You can script your device to generate its own private keys at first-boot. I know that Raspberry Pi firmware images do this. I don’t know of any production IoT devices do this, probably because it delays bringup by a minute, and on a manufacturing floor, more time means more floor space means higher manufacturing cost.

So, in practice, we have thousands to millions of devices being shipped which have exactly the same private keys and exactly the same hidden passwords.

Why is this a problem?

Remember risk analysis: likelihood of breach times impact of a breach.

For something like an SSL private key, the likelihood is very low. Consider the XBox public key attacks. We’ve got unlimited access to the public keys and hardware and known plaintexts. But without being able to generate that private key, we’re stuck.

If that private key is leaked or reconstructed somehow, the whole system falls apart. People can write their own software and run pirate games. There’s massive impact that would end that product line and most future development for it.

Consider a DVD player. It contains a symmetric encryption key which is shared across that class of players. If one player’s key leaks, the key is leaked for all players using that key. There was consideration given to this in the DVD CSS scheme (new content will not be decrytable using a revoked key), but the impact is still huge. All past content is now decryptable because one device out of billions was compromised. So the likelihood and impact are both fairly high; this is (was) a high-risk system.

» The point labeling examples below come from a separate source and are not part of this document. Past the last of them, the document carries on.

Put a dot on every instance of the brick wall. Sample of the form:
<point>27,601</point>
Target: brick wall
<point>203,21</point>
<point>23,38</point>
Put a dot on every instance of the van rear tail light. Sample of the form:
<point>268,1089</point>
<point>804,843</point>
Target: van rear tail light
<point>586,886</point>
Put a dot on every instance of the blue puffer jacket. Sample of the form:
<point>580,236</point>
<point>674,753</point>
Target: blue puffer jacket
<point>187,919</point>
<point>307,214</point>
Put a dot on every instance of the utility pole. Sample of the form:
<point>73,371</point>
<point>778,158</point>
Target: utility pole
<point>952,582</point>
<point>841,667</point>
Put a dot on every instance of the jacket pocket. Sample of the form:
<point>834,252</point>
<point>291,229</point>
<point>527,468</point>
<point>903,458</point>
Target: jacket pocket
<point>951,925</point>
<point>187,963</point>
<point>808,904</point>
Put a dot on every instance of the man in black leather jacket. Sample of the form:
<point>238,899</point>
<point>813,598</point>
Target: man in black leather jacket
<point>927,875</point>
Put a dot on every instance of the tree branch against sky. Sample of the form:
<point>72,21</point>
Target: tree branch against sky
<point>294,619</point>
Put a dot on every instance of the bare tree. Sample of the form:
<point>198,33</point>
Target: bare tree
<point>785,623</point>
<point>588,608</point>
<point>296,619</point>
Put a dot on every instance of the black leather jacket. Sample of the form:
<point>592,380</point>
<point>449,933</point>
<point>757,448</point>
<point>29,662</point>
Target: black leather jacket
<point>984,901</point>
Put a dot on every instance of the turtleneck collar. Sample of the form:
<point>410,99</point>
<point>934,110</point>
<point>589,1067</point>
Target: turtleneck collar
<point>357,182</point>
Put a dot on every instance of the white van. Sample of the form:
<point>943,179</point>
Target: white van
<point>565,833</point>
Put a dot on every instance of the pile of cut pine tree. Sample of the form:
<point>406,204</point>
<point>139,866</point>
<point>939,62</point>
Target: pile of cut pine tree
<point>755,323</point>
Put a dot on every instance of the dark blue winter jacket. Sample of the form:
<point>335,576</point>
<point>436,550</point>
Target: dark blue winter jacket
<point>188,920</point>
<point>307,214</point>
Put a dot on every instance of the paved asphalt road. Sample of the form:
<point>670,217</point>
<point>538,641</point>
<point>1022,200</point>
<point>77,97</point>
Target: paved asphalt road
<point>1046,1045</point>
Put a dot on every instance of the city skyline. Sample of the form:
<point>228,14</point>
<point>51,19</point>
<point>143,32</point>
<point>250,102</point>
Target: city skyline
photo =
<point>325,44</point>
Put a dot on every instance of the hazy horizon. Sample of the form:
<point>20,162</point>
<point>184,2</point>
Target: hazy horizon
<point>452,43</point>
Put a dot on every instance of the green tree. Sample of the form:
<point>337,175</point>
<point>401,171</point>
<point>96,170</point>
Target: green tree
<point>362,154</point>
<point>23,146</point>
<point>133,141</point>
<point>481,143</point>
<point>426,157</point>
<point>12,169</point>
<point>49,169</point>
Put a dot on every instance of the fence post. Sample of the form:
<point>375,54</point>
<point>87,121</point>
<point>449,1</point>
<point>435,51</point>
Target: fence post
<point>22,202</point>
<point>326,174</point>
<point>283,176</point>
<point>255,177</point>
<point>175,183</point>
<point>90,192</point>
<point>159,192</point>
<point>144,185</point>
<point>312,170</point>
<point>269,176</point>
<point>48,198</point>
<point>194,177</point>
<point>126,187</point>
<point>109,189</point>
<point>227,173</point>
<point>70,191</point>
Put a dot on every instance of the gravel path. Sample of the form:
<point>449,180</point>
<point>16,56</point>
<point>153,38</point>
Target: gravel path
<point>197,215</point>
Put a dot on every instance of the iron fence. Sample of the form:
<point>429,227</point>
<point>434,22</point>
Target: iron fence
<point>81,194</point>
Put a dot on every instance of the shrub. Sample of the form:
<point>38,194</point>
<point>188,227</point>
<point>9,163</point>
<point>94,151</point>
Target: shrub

Impersonation becomes a real issue. If you’re trying to attack a particular device on a target network (say, a router or a camera), you don’t have to gain access to that exact device. You can buy a device of the same type and attack that instead, in the comfort of your own home/office/dungeon, taking as much time as you like. You can buy a hundred of them and subject them to a range of attacks, including destructive attacks. You can backdoor one of your devices and physically swap it with the target device. And in extreme examples – say the device carries a private key – you can extract the private key from your device and use it to perform crypto-level attacks on the target device.

None of this is possible if each device has its own unique private keys.

OK, so I’ll generate private keys on first boot

Did you put in a reasonable source of randomness? Most embedded devices have no random number source; many don’t even have a clock (which is a weak but tolerable substitute). There’s no point in generating keys on first boot if every device ‘randomly’ generates the same keys because they’re starting from the same state. Manufacturing processes encourage every device to be identical!

Your unique identifier can help a lot. It’s predictable, but at least every device will be different.